В последнее время возник еще один вариант. В разговоре со мной один умный, весьма осведомленный и честный научный работник Ленинградского института истории партии, зная о моем желании написать все что смогу об обстоятельствах убийства Кирова, поставил вопрос так: «Вот вы ищете и хотите узнать и поведать, кто стоял за спиной Николаева, убийцы Кирова. А может быть, никто? Может быть, это был случай, стечение обстоятельств, и нет никакого заговора, подготовки, организации, соучастников. Николаев увидел Кирова и выстрелил. Может быть?»
Вопрос задан, как мне думается, честно. Да, пожалуй, такая постановка была бы удобна и некоторым историкам и политикам сегодняшнего дня: случай — и концы в воду. Случай — и не надо ничего искать, сомневаться, задумываться. Случай… и только.

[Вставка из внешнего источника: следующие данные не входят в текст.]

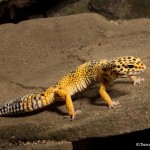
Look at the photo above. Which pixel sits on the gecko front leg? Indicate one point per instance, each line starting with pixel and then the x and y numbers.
pixel 106 97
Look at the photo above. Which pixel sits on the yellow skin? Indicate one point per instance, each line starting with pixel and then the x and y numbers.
pixel 94 72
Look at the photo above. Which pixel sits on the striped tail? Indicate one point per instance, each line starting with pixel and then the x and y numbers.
pixel 28 103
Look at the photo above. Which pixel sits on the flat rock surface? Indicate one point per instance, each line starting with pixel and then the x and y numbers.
pixel 35 54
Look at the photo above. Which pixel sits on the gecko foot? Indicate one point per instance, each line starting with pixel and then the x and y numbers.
pixel 138 80
pixel 113 104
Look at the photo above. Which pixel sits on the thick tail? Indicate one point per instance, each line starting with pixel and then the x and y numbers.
pixel 28 103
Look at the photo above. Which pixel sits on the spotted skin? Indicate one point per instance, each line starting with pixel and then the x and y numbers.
pixel 90 73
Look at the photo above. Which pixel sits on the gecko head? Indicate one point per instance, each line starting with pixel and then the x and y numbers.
pixel 128 66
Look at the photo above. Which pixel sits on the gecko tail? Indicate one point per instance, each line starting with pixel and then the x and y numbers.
pixel 27 103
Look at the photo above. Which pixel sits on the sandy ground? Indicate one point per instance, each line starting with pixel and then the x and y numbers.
pixel 35 54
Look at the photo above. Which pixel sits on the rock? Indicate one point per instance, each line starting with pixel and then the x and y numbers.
pixel 14 11
pixel 35 54
pixel 122 9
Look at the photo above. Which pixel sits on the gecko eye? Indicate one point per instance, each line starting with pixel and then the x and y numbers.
pixel 130 66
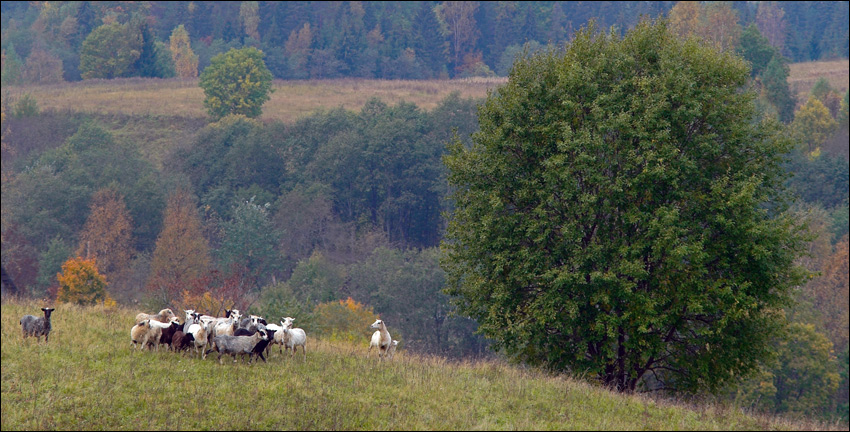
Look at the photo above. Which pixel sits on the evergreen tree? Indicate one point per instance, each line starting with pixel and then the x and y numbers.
pixel 428 42
pixel 775 80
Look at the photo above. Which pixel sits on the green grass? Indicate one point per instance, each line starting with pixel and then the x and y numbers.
pixel 88 377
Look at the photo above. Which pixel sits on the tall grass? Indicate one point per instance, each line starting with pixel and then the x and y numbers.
pixel 88 377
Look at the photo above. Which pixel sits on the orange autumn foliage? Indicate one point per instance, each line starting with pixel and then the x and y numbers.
pixel 347 320
pixel 81 283
pixel 107 234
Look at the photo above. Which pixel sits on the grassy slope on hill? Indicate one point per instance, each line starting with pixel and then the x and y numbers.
pixel 88 377
pixel 290 100
pixel 803 77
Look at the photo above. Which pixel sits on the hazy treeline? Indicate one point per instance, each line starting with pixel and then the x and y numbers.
pixel 338 205
pixel 49 41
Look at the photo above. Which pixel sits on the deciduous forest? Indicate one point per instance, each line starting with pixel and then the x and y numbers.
pixel 338 216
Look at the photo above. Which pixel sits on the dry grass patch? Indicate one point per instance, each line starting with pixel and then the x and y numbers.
pixel 803 76
pixel 290 101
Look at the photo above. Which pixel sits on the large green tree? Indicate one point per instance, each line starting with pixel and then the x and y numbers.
pixel 236 82
pixel 621 214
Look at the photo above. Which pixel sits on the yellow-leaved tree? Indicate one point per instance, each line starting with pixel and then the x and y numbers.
pixel 81 283
pixel 108 233
pixel 185 60
pixel 347 320
pixel 812 125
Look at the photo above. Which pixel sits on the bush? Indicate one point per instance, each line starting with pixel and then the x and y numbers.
pixel 81 283
pixel 346 320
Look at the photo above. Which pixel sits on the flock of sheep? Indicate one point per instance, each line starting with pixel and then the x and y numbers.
pixel 231 334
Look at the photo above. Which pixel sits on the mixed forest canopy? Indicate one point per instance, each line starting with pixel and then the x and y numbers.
pixel 337 218
pixel 329 39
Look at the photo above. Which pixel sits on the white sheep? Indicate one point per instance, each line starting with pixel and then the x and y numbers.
pixel 391 350
pixel 293 338
pixel 199 332
pixel 163 316
pixel 148 332
pixel 380 339
pixel 278 336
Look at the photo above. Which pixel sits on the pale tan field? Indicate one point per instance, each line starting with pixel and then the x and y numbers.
pixel 290 100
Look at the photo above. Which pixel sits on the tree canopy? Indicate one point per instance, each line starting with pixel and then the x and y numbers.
pixel 236 82
pixel 621 214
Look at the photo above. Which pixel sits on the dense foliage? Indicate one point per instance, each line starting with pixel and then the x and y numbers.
pixel 390 40
pixel 236 83
pixel 292 219
pixel 610 216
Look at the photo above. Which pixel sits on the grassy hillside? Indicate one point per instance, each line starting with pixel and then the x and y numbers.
pixel 290 100
pixel 88 377
pixel 803 76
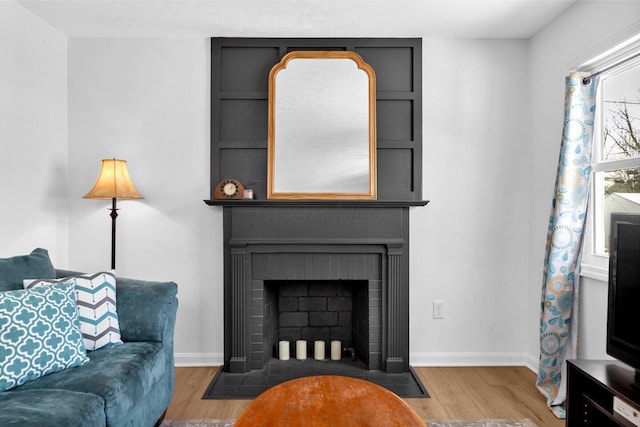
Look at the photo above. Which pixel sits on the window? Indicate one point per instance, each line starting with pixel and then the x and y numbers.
pixel 616 157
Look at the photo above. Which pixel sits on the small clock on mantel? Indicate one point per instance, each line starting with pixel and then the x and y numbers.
pixel 229 189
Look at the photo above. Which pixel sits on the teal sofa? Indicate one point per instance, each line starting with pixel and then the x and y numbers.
pixel 130 384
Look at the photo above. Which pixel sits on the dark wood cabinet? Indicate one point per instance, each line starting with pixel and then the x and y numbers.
pixel 592 386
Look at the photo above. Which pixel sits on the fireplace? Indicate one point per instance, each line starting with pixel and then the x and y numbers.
pixel 323 310
pixel 313 271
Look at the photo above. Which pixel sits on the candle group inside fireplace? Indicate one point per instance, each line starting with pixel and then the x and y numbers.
pixel 319 350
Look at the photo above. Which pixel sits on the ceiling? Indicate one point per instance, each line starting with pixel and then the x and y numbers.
pixel 504 19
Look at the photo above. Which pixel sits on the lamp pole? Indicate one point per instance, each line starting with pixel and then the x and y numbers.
pixel 113 215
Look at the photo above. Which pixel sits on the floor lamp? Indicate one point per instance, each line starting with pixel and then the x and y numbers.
pixel 113 183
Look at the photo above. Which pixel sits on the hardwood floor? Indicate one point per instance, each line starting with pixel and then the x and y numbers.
pixel 456 393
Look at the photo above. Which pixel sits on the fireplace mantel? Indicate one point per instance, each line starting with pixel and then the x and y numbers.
pixel 301 241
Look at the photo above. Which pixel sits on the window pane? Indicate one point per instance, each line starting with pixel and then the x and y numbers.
pixel 621 115
pixel 621 194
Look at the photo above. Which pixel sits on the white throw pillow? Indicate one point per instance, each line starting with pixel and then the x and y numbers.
pixel 96 301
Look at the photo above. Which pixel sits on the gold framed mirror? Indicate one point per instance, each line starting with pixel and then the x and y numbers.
pixel 322 127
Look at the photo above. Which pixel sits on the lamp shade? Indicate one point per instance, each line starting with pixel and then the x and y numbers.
pixel 113 182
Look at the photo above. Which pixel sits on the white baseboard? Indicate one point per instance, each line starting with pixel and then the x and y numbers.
pixel 415 359
pixel 471 359
pixel 198 359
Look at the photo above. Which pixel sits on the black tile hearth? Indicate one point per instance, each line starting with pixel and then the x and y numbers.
pixel 249 385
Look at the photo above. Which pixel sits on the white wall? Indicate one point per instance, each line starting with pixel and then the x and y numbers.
pixel 469 245
pixel 33 135
pixel 492 124
pixel 147 101
pixel 582 32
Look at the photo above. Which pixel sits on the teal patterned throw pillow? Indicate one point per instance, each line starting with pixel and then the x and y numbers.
pixel 39 333
pixel 96 298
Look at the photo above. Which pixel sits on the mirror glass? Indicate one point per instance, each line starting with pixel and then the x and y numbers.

Откровенно говоря, все больше и больше, все ближе к такой версии подходят наши центральные научные работники, составляющие и пишущие учебники истории партии. Если проследить, как меняется формулировка убийства Кирова от «Краткого курса…» до издания третьего, дважды переделанного учебника истории партии, — нетрудно усмотреть тенденцию свести дело к индивидуальному акту, случайности, совпадению обстоятельств. Выше подробно рассматривались обстоятельства и обстановка злодейского акта. А если «случай», то каким чудовищным демоном выглядит Сталин и вся сумма его мероприятий после этого случая, на признании которого и в декабре 1934 года можно было остановиться и объяснить народу?! Конечно, при любой версии преступления Сталина очевидны, и абсолютно прав бывший председатель КГБ, а затем член Политбюро и Председатель ВЦСПС А. Н. Шелепин, заявивший с трибуны XXII съезда КПСС:
«Убийство Сергея Мироновича Кирова Сталин и приближенные к нему Молотов и Каганович использовали как повод для организации расправы с неугодными им людьми, с видными деятелями нашего государства.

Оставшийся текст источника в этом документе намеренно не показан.